A Broader Push to Rebuild Public Trust

The effort to restrict trading by lawmakers comes after a series of high-profile controversies involving members of both parties who bought or sold stocks around sensitive events, such as the early days of the COVID-19 pandemic or major regulatory decisions affecting particular industries. Even when investigations cleared some of those officials of legal wrongdoing, public opinion polls showed deep skepticism about whether members of Congress use inside information to guide their investments.

H.R. 7008 aims to respond to that skepticism by taking a more categorical approach: dramatically limiting what covered officials can buy, rather than relying solely on after-the-fact enforcement of insider trading laws. Adding prediction markets into the mix broadens that response from the world of traditional equities to the growing ecosystem of speculative platforms that sit at the intersection of finance, technology, and politics.

If enacted with robust enforcement mechanisms, such a ban could make it significantly harder for lawmakers to profit directly from market-sensitive knowledge acquired through their official duties. It would not eliminate every perceived conflict of interest-lobbying, revolving-door employment, and campaign contributions would still raise questions-but it would close off some of the most visible channels for financial speculation tied to policy choices.

Partisan Dynamics and Prospects for Passage

Steil’s position as chair of the House Administration Committee gives him influence over how ethics and transparency rules are drafted and advanced. However, the future of H.R. 7008 will ultimately depend on broader bipartisan negotiations. Some lawmakers have expressed concerns that overly rigid bans could discourage qualified people from running for office or unfairly penalize spouses with independent careers and investments.

Others counter that blind trusts, diversified funds, and similar tools already provide ways to separate personal financial decisions from official duties. From that perspective, extending the restrictions to prediction markets is a logical next step rather than a radical leap.

Prediction markets themselves may also become a political flashpoint. To some members, they represent a form of regulated financial innovation that should not be demonized. To others, wagering on elections looks uncomfortably like a legal veneer over gambling on democracy’s outcomes-an activity public officials should categorically avoid.

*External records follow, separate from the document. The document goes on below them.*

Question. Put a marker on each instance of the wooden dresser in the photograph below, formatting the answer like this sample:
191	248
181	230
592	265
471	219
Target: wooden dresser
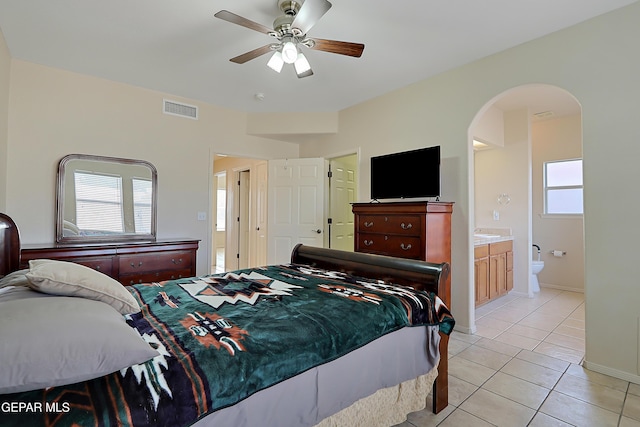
417	230
129	263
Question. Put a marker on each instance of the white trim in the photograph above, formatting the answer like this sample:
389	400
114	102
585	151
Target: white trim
561	288
612	372
561	216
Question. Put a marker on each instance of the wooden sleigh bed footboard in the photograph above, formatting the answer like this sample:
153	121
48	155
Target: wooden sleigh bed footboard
420	275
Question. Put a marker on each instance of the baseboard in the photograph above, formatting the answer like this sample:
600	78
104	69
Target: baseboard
465	330
625	376
561	288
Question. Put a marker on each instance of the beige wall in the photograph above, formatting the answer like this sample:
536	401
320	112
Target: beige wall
595	62
5	68
557	139
54	113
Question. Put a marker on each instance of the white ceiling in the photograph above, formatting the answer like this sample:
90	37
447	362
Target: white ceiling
178	47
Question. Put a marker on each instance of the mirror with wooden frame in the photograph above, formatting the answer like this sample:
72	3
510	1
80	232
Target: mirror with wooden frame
105	199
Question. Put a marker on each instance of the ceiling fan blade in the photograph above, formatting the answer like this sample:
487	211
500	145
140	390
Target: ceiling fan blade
310	12
342	48
241	59
225	15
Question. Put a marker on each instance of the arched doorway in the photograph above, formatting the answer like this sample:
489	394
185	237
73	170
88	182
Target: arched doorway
519	130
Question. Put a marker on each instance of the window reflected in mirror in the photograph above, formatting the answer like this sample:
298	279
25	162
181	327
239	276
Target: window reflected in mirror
105	198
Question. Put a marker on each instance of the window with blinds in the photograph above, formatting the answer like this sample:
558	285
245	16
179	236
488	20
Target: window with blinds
99	202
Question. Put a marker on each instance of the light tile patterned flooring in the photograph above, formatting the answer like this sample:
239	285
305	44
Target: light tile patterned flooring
523	368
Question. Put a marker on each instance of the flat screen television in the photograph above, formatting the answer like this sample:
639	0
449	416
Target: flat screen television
406	175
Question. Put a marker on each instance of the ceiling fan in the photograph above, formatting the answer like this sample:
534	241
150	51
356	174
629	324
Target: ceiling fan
290	30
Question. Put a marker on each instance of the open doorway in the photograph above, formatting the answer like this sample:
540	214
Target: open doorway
240	200
219	227
523	128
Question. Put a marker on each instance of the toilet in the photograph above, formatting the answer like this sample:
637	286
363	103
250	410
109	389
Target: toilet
536	267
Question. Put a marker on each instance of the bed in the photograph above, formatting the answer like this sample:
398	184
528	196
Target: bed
368	348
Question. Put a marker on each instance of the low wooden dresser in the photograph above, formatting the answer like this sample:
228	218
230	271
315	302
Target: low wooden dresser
129	263
417	230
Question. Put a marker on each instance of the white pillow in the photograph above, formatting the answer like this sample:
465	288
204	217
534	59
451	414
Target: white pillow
51	340
66	278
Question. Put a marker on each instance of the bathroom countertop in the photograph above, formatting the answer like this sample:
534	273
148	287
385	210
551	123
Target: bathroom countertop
484	236
481	240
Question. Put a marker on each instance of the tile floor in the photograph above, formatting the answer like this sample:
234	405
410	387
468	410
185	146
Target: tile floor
523	368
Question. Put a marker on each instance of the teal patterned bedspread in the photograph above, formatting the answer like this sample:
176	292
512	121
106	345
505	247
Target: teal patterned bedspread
223	337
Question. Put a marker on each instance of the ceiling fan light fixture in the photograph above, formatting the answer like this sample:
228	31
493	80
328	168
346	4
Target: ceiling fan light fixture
289	52
302	66
276	62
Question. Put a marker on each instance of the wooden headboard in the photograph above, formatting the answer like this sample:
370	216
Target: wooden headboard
9	245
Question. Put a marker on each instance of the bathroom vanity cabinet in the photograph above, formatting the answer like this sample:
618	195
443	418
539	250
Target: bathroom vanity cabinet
493	268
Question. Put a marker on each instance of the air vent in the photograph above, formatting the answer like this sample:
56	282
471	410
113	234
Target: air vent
543	114
179	109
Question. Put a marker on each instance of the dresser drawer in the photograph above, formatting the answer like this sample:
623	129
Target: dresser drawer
155	262
101	264
398	246
394	224
158	276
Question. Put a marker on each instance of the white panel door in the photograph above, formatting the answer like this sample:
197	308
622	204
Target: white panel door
296	206
343	193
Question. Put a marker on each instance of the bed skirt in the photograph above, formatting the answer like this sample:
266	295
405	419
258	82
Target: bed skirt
386	407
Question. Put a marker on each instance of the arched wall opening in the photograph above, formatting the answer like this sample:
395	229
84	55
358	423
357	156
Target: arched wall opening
515	133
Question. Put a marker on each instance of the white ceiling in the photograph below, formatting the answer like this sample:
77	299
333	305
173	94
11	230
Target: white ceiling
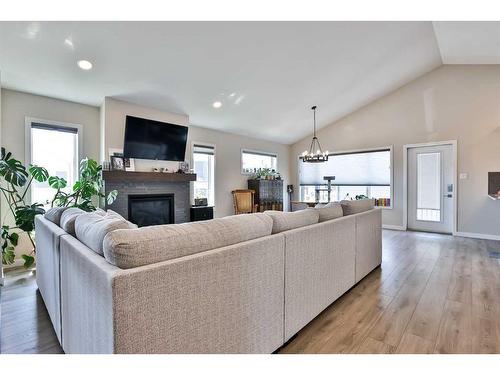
267	75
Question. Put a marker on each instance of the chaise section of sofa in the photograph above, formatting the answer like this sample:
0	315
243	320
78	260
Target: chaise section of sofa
224	300
48	236
319	268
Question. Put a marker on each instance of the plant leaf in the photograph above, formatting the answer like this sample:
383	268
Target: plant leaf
8	255
13	171
25	216
111	196
57	182
28	260
40	174
14	239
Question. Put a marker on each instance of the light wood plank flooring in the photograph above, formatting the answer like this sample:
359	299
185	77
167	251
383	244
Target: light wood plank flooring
432	294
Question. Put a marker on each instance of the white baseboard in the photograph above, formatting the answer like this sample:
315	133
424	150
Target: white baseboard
17	263
480	236
392	227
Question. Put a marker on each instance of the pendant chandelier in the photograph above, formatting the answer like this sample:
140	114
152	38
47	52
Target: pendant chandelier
315	153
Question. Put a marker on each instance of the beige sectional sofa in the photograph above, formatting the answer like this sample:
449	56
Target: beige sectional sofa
241	284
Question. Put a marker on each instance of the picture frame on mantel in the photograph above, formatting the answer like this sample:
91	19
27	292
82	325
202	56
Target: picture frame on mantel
129	163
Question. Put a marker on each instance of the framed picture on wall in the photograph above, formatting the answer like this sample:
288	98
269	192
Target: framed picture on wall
128	163
117	163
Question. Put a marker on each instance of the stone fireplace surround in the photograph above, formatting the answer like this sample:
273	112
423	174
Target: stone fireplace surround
130	183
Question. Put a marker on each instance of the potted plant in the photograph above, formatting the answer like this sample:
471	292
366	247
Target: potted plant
15	182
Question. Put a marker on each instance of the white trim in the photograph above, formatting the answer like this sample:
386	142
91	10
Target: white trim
452	143
248	150
393	227
481	236
191	160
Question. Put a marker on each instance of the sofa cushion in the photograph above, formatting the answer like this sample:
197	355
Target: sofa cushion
355	207
330	211
68	218
92	227
54	214
147	245
283	221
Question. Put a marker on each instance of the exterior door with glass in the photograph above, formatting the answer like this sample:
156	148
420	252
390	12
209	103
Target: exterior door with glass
430	188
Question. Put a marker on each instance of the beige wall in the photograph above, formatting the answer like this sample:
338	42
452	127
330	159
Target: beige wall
15	106
450	103
228	148
18	105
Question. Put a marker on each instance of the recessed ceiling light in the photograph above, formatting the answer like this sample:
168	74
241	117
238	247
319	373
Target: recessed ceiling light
85	65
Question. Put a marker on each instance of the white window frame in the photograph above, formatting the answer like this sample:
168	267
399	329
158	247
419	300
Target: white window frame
191	160
258	152
29	142
357	151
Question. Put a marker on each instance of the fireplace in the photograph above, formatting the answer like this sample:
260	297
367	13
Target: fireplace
151	209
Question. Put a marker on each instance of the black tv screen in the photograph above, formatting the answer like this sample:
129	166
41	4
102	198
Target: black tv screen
154	140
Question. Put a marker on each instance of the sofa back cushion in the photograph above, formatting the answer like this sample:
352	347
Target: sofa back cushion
147	245
68	218
355	207
92	227
283	221
330	211
54	214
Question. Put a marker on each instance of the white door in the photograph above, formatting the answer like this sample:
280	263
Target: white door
430	188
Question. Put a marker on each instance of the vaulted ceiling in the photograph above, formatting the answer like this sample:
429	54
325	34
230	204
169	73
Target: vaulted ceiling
267	75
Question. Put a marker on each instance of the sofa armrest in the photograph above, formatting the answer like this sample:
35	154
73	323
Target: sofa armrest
368	241
48	237
227	300
86	299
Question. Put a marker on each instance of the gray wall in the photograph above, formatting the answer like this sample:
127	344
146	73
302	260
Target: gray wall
453	102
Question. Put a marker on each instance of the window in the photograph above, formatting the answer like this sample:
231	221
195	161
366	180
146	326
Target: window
251	161
357	173
204	167
54	147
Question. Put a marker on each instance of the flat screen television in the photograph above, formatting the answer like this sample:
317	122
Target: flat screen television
154	140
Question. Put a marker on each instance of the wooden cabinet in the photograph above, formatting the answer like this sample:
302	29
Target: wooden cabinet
268	194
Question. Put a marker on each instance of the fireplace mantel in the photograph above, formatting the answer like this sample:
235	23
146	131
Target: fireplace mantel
122	176
147	183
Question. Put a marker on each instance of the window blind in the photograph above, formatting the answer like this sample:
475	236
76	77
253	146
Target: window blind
66	129
367	168
202	149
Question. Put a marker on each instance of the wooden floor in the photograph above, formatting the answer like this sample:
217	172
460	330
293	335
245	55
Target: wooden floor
25	326
432	294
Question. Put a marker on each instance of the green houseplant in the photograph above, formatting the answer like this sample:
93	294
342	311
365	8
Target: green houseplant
15	182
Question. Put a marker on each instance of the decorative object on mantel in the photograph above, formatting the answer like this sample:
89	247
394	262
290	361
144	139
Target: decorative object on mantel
268	194
315	153
117	163
494	185
243	201
183	167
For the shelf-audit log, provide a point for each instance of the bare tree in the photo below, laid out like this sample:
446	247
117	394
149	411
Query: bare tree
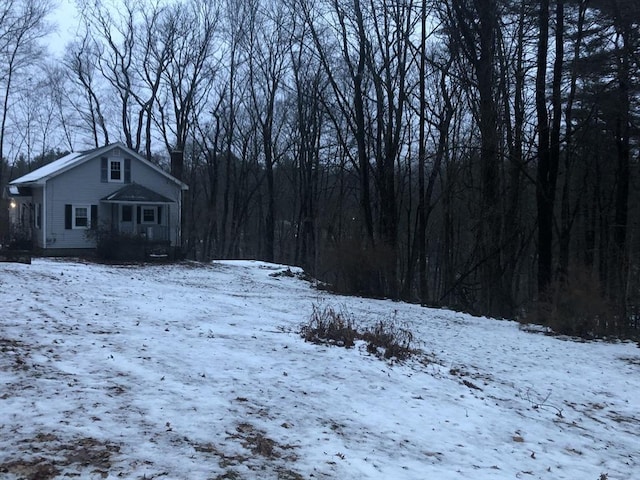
22	25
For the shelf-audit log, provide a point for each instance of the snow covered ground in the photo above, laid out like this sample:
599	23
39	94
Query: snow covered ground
194	371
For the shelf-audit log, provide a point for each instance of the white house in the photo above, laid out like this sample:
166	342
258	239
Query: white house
110	188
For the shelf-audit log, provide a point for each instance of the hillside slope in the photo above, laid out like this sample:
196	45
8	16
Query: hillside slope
194	371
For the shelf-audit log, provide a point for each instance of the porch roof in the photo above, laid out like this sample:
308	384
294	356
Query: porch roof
136	193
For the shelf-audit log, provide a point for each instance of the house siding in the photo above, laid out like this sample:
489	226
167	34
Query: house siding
83	185
37	198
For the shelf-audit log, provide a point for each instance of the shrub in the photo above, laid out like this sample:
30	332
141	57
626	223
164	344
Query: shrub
387	339
576	307
329	326
390	340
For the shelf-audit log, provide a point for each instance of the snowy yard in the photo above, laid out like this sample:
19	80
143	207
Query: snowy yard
194	371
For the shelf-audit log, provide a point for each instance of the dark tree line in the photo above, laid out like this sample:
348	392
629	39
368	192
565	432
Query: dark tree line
478	154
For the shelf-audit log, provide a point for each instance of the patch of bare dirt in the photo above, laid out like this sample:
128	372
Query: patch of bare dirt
52	456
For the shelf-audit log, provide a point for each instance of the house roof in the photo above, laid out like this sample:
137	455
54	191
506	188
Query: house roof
42	174
136	193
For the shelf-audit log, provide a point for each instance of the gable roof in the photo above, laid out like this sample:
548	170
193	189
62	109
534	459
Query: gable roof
40	175
136	193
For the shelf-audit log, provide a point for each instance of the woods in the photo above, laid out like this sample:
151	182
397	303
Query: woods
476	154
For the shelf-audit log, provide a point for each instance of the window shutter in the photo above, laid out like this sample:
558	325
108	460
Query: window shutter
127	170
68	212
94	217
103	170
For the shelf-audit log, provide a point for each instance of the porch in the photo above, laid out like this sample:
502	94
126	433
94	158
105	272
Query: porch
136	212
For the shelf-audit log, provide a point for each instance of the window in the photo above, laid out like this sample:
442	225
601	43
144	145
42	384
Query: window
81	217
127	213
116	173
38	216
149	214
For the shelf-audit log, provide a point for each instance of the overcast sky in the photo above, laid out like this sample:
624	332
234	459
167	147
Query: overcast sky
65	19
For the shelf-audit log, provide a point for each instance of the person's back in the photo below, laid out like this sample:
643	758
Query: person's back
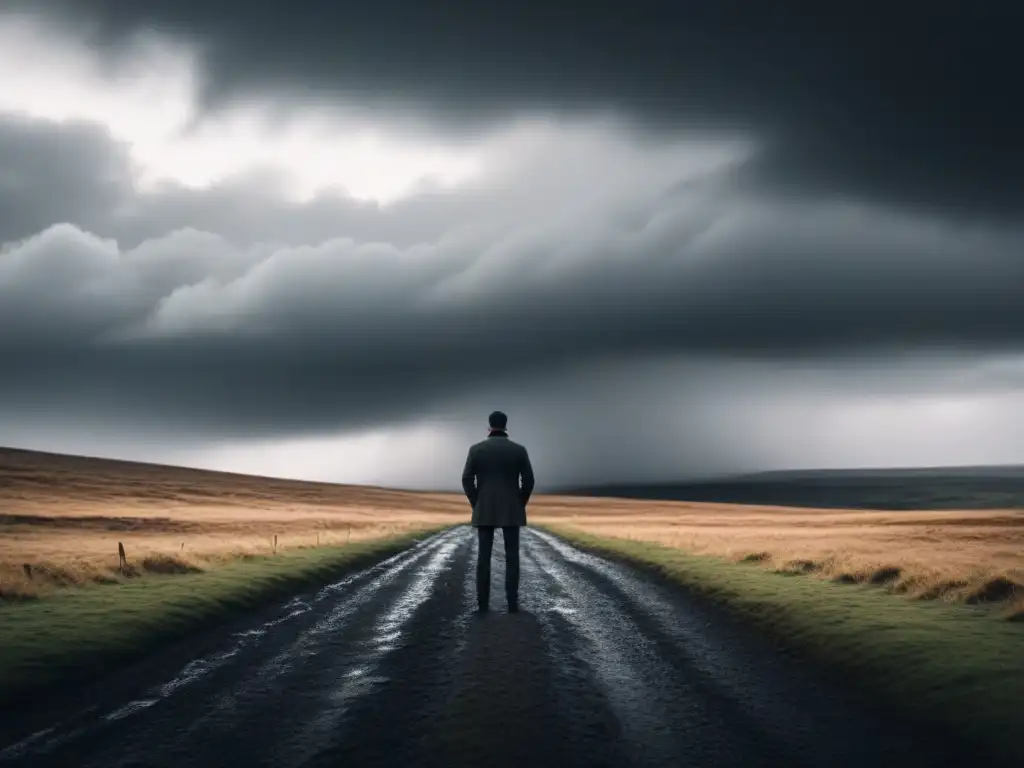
492	481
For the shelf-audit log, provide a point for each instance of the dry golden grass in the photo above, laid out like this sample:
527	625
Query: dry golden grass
969	556
65	516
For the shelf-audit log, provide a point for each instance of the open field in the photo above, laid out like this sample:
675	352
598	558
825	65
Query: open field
954	671
967	556
814	580
65	516
78	634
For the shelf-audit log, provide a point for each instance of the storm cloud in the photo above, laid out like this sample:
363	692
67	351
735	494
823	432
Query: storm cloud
669	243
909	102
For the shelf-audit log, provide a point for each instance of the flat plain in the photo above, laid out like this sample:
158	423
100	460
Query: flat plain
64	517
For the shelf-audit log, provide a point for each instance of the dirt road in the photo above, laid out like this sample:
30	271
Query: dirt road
390	667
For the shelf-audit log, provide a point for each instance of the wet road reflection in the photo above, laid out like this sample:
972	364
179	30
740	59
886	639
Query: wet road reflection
390	667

What Comes Next for Prediction Markets and Congress

As Steil and his colleagues work new language into the stock trading bill, prediction market operators will be watching closely. Explicit restrictions on congressional participation would not necessarily harm their overall business, since politicians are a tiny fraction of their user base. But the debate could reshape how regulators classify and oversee such platforms, especially where they intersect with digital assets and derivatives law.

For lawmakers, the emerging consensus appears to be that the safest course is simple: they should not bet, in any form, on the elections they run in, the policy battles they wage, or the government decisions they influence. By extending the stock trading ban to cover political prediction markets, Congress is inching toward a more comprehensive, technology-neutral standard of ethical conduct-one intended to reassure voters that legislative decisions are not being made with a trader’s ledger in mind.